Moses speaks of God's solution: "Though you may have to reprove him, do not incur sin because of him: take no revenge and cherish no grudge." Far better to do what my friend at church yesterday described when he encountered a problem person in his life: pray! God's perspective is not the same as mine, and I need to see my enemy from God's point of view. Turn my eyes upon Jesus, look full in his wonderful face. And the things of earth grow strangely dim.

I can do this at times. But I live in contemporary America, which is part of the contemporary world, in which redemptive violence is the dominant myth. We are steeped in it. Wink calls it "the simplest, laziest, most exciting, uncomplicated, irrational, and primitive depiction of evil the world has ever known."

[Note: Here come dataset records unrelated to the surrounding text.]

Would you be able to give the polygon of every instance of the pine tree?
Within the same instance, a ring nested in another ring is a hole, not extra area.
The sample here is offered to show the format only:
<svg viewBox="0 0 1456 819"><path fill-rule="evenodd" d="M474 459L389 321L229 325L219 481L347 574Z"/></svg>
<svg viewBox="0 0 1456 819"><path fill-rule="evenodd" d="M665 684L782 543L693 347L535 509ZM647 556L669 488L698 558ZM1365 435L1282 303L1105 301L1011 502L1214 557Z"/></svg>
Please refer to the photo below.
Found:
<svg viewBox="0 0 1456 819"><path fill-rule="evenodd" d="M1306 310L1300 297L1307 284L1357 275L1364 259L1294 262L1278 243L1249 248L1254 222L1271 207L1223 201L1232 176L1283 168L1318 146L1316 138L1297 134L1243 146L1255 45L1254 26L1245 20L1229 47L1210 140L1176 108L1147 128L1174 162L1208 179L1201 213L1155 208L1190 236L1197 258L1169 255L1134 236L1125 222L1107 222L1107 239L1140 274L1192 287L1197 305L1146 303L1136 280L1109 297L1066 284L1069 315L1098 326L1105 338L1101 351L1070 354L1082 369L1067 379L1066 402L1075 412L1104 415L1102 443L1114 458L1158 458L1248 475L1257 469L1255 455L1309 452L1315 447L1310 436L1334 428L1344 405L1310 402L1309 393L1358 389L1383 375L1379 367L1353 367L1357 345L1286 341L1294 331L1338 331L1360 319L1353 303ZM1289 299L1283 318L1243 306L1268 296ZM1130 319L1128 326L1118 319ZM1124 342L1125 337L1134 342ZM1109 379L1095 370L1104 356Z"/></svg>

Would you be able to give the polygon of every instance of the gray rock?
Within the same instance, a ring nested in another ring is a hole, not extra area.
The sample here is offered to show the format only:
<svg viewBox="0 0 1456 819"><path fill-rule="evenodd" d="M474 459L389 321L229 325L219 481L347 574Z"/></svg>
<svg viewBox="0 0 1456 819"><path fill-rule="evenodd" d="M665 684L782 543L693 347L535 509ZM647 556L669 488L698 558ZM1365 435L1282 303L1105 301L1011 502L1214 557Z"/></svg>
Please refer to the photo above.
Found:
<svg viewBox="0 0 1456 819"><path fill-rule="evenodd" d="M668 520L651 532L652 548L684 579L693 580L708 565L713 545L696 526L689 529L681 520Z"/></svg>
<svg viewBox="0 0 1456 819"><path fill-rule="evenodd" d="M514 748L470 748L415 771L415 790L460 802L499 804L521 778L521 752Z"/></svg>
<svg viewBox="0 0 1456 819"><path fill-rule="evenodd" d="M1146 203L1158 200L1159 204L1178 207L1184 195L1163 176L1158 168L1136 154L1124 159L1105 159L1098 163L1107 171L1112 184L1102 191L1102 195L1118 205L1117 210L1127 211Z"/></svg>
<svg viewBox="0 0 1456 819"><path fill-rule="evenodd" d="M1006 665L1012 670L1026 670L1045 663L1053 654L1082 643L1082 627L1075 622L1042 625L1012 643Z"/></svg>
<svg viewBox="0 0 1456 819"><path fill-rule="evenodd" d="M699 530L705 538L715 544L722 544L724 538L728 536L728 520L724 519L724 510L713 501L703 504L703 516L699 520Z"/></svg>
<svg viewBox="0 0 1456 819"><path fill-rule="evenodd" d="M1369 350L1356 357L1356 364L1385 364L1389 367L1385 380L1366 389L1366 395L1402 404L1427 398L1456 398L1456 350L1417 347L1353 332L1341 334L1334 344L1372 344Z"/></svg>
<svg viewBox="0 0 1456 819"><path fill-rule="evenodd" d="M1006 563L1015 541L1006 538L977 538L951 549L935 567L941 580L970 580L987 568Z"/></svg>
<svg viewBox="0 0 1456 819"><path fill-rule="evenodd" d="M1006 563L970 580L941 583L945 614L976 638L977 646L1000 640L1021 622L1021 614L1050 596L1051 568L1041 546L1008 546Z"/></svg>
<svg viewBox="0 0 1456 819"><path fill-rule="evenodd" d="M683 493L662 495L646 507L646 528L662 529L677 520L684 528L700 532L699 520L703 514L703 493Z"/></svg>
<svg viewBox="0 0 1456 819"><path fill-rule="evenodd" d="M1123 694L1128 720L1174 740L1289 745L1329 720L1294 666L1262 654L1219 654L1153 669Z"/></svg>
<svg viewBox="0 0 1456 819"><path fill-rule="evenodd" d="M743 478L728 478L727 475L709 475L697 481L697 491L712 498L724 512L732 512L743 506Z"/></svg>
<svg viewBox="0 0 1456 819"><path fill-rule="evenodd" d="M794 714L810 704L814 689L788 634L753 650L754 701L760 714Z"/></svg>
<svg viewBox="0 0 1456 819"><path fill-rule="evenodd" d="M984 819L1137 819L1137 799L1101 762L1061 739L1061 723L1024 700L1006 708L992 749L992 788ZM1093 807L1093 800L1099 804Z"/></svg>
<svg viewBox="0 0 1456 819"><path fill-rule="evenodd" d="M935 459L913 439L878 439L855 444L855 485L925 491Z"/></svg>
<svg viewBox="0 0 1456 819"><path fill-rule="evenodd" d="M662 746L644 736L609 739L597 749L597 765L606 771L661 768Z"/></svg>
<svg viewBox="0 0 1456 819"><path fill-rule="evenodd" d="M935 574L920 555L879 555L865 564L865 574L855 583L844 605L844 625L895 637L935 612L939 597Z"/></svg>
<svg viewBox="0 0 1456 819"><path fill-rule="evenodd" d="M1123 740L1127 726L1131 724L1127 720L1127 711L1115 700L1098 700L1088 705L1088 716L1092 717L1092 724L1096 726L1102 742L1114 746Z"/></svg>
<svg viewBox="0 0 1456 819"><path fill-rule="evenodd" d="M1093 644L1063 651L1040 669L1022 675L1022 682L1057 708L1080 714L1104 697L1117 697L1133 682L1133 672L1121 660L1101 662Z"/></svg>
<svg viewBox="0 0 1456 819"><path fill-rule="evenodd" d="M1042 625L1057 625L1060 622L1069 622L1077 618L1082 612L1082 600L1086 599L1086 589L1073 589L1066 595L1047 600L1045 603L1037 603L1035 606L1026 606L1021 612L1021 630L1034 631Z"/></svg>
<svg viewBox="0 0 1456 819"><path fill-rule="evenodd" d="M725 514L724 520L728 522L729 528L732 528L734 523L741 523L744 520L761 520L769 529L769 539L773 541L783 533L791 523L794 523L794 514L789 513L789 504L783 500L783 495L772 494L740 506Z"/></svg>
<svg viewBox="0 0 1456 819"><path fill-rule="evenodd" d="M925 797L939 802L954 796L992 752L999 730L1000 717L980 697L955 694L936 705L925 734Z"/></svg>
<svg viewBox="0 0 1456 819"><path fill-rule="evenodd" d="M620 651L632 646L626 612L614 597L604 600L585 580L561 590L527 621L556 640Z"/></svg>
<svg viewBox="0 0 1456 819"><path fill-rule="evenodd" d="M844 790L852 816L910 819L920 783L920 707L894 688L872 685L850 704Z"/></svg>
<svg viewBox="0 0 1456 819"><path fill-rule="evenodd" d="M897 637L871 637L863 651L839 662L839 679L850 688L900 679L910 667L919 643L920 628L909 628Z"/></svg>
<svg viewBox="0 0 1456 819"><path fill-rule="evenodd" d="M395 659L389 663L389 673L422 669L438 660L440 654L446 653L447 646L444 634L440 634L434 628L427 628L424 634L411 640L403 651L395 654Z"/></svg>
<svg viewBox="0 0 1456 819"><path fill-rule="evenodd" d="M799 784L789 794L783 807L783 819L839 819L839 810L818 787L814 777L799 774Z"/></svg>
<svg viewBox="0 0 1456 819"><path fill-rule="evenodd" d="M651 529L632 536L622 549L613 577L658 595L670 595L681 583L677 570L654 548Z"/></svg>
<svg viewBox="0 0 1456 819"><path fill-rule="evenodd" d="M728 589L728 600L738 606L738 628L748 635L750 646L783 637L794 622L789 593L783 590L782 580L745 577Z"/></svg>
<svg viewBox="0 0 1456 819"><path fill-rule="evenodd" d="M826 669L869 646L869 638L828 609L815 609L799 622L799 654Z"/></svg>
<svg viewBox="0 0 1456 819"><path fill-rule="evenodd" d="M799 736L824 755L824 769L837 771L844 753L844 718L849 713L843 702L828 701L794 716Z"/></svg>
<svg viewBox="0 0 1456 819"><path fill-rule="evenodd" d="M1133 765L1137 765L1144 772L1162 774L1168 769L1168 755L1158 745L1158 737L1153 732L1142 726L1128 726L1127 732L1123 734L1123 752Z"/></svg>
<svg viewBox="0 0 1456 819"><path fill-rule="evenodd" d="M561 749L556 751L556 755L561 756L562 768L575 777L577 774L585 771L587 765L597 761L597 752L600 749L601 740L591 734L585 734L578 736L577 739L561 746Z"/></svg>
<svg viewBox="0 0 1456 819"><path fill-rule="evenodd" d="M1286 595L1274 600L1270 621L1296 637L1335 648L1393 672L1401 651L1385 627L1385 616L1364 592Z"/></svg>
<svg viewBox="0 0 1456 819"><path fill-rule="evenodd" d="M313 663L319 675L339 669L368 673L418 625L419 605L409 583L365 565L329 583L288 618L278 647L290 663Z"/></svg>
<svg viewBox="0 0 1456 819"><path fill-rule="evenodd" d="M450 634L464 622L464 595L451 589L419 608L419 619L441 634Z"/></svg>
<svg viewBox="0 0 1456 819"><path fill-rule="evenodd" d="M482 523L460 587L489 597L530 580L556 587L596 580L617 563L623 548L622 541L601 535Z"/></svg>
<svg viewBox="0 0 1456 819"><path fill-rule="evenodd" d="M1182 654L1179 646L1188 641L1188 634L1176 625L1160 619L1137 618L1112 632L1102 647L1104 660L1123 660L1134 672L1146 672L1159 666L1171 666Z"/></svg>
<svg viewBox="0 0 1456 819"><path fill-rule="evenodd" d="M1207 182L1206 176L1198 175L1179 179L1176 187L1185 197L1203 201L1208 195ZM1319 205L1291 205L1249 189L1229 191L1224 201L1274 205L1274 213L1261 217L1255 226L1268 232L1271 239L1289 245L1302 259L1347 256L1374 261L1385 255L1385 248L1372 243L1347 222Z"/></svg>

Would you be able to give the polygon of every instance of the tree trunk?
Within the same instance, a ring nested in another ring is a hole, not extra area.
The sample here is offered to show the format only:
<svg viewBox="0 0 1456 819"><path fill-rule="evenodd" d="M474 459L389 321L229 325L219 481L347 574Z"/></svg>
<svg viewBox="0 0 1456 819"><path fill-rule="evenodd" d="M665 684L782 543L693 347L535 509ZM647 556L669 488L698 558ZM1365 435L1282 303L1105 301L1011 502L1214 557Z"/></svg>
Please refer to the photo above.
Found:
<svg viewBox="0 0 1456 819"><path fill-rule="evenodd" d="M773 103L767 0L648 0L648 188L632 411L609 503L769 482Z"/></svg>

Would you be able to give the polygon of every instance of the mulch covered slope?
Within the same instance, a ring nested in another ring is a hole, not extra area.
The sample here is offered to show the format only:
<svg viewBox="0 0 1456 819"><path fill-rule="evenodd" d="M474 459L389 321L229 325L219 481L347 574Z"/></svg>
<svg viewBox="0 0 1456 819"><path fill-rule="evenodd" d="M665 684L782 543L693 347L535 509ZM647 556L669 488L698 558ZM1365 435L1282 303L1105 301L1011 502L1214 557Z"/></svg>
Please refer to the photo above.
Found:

This way of looking at things locates all evil outside myself or my tribe, whether that be in the world of sports or politics or religion or nationalism. Children grow into adults who tend to scapegoat others for all that is wrong in their world. Because we don't think about our own junk, we have trouble growing beyond our own early, immature egos.

Jesus pushes back hard on this. "Let he among you who is without sin cast the first stone." Jesus recalls Abba Father, and reminds us to love as we are loved. Good precedes evil in Jesus' world, and we can let God show us the good again.

You teach me your way, Lord, when I pray for my enemy, and give her something to drink, and visit him in prison, and bandage her wounds. We are all your children, God bless us, every one. You turn the evil we all commit into your good. That is real redemption, and we give thanks to you, O God.